Resource data were then valued using 2000/2001 unit prices collected from each of Germany and France. The CAP-related cost per patient for each country analysis was determined by averaging the total cost for patients in each group. The total CAP-related cost included study medications, hospitalizations, outpatient concomitant and follow-up CAP-related medications, outpatient radiologic procedures, and outpatient therapeutic adjuncts over the 21-day evaluation time frame and as covered by the public health-care system of each country. Health resources utilized for treatment of adverse events (AEs) were not collected in the clinical trial, and were not estimated for the economic analysis, since based on the incidence of AEs the magnitude of AE-related costs would be minor.

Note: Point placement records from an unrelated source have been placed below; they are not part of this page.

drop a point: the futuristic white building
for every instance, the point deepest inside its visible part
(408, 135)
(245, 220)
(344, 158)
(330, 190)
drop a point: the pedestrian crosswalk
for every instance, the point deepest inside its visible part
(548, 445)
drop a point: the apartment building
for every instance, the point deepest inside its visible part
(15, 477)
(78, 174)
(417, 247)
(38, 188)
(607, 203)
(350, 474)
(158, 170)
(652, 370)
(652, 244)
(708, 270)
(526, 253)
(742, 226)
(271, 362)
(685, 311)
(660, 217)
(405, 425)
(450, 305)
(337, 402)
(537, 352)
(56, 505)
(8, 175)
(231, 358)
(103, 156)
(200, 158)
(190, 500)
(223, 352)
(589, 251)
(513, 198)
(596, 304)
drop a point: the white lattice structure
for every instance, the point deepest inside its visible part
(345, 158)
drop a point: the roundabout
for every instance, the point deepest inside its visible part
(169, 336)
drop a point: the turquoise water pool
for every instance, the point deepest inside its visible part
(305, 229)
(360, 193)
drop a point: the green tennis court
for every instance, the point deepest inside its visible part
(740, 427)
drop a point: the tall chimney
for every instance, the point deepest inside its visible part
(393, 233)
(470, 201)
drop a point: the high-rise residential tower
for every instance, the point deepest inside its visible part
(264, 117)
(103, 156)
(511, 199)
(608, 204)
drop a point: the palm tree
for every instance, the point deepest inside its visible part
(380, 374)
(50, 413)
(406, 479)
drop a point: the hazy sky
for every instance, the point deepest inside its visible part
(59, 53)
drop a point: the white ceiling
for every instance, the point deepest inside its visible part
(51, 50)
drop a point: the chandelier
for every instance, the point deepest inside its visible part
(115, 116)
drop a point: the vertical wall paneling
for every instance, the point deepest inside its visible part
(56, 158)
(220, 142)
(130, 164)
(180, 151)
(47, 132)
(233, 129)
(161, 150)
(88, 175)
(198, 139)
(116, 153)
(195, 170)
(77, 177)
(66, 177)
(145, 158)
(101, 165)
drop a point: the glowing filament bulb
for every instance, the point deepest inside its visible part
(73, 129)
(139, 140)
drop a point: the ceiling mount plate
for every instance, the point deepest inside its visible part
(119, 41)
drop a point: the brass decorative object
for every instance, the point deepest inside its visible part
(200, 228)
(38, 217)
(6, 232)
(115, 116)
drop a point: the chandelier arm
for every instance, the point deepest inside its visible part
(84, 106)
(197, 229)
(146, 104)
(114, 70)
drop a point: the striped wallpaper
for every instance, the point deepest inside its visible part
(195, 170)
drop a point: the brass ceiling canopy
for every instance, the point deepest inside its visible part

Public prices were assumed for all CAP-related medications,^{11 12} including study antibiotics prescribed in hospital. The unit price for oral moxifloxacin in Germany was based on the market price of the product, while the expected price at market introduction was used for IV moxifloxacin. For France, the market price of oral moxifloxacin was obtained by converting the ex-manufacturer price to the public price using a standard conversion formula for France. Since the price of the IV form was not available at the time of the study, the German price of IV moxifloxacin was converted to Francs using conversion rates current at the time of analysis. This approach was believed to produce a conservative estimate of the price of IV moxifloxacin, as the price was markedly higher than the public price of a recently approved fluoroquinolone in France. For study comparator of medications in Germany, a weighted cost was assumed for the oral forms of co-amoxiclav and clarithromycin based on the current market share of brand and generic name products. For IV co-amoxiclav, the price of branded product was assumed. Since IV clarithromycin is not available in Germany, a shadow cost was estimated based on the cost of the po form and the corresponding oral to IV cost ratio in France. For the French analysis, the costs of branded products were used for co-amoxiclav and clarithromycin. Fully allocated hospitalization per diem costs^{13 14} and unit prices for outpatient radiologic procedures^{15 16} and outpatient therapeutic adjuncts¹⁷ were obtained from local sources.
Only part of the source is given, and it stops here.